The effect of Ivacaftor in CF patients with a class III mutation

The cystic fibrosis trans membrane conductance regulator (CFTR), a chloride and
bicarbonate channel encoded by the CFTR gene, is essential for fluid and
electrolyte homeostasis at the epithelial surfaces of many organs, including
the lung, intestine, and sweat gland. Over 1900 CFTR mutations have been
identified causing impaired protein production (class I), folding (class II),
channel gating (class III), conductance (class IV), or reduced synthesis (class
V). The CFTR potentiator-drug Ivacaftor will be approved for the treatment of
CF patients with a mutation associated with residual CFTR function, probably by
the beginning of 2015. Introduction of this drug in clinical treatment of these
patients is to be expected shortly after approval. The estimated costs of this
treatment are ¤ 200.000 per patient per year.
Currently, several CF patients with gating mutations are using curcumin and
genistein because of anecdotally reported beneficial effects of these
self-administered food supplements. Using various primary cell models from CF
patients (organoids), we also found the combination of natural food components
curcumin and genistein to synergize in potentiating CFTR mutants with a channel
gating defect, (e.g. F508del; S1251N), thereby enhancing function of these
mutants significantly. Based on these findings we currently perform the
TICTAC-I study. In this study we evaluate the therapeutic potential of these
food supplements. In the TICTAC-II study we will objectively evaluate the
therapeutic effect of Ivacaftor in patients with a class III mutation. The
introduction of Ivacaftor is the ideal moment to measure this therapeutic
effect because we can perform a before and after measurement without changing
the treatment of a patient.

Primary objective is to objectively investigate the therapeutic potential of
Ivacaftor in Dutch CF patients carrying a mutation associated with residual
CFTR function. A secondary objective is to evaluate the correlations between
individual Ivacaftor induced CFTR function in vitro (organoid-based
measurements) and the in vivo treatment effect. Other secondary objectives are:
to assess the colonization status and microbiome of the airways before and
after introduction of Ivacaftor treatment, to evaluate the concentration of
Ivacaftor in the patient*s blood samples and CFTR stimulating ability of this
concentration. We will examine this by measuring serum concentrations and by in
vitro testing (in the organoid model). The last secondary objective is to
compare the therapeutic potential of Ivacaftor with the therapeutic potential
of the natural food components curcumine and genistein.

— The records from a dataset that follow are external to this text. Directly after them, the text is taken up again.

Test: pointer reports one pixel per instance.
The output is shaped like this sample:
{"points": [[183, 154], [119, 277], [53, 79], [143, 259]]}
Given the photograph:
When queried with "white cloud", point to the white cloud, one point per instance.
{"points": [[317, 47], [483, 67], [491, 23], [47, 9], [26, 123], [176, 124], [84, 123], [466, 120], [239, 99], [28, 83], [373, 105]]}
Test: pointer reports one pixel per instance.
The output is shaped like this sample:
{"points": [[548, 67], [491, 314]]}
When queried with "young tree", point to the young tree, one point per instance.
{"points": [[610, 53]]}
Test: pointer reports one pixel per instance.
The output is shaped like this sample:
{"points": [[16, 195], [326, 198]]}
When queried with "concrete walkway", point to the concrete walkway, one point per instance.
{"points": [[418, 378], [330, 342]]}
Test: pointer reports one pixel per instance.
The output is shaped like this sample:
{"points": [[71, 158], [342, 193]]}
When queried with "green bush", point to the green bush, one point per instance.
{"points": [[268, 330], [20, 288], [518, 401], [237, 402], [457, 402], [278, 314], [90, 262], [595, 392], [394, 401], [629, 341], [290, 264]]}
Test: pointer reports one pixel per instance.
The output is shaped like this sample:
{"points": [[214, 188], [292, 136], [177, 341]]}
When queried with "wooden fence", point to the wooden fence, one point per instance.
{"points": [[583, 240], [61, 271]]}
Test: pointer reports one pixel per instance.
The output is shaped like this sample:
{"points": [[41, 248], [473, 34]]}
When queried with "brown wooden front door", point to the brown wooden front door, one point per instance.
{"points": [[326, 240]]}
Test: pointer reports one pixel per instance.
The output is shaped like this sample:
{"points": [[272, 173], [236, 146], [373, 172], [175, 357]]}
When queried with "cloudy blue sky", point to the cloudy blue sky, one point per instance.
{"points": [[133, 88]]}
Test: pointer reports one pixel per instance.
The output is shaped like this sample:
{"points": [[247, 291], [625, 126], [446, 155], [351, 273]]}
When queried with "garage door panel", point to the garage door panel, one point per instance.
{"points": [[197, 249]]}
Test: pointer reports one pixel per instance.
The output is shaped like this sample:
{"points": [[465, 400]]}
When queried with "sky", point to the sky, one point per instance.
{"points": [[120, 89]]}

A multicenter observational study

Patients participating in this study will visit the hospital for two study
visits.The following tests will be done during each study visit: Quality of
Life Questionnaire, a brief anamnesis, physical examination, sweat test (SCC),
lung function (FEV1%), NO fraction of exhaled air and airway resistance (Rint
and bodybox). We will also ask patients to bring a feces sample at both visits,
collect a blood and sputum sample at both visits and perform oro-and
nasopharyngeal swabs. In addition, patients are asked to perform a FEV1
measurement at home with a small FEV1 meter once a week and to fill out a diary
about using their Ivacaftor.
By the start of the study Ivacaftor will be an approved treatment in the
Netherlands. In this project we propose to measure the therapeutic effect of
the regular treatment with Ivacaftor in CF patients with a mutation associated
with residual CFTR function. The introduction of Ivacaftor is the ideal moment
to measure this therapeutic effect because we can perform a before and after
measurement without changing a patients treatment. A number of CF patients with
a class III gating mutation already use Ivacaftor as part of a compassionate
use program and they report a clear diminution of their CF symptoms.

When our hypothesis that curcumin and genistein turn out to improve the CFTR
function in patients with a class III gating mutation similar to Ivacaftor and
therefor diminish CF symptoms is confirmed, this is a major benefit not only
for the patient but also for society because of the much lower costs of
curcumin and genistein in comparison with Ivacaftor (¤ 500 per year per patient
versus ¤200.000 per year per patient). When this study also confirms our
hypothesis that organoids can predict clinical responders, this is a major
benefit not only for the individual patient but for the entire CF-population.
With the use of organoids we will then be able to generate optimal treatment
strategies for individuals based on (combinations of) current and future drugs
with only limited patient discomfort.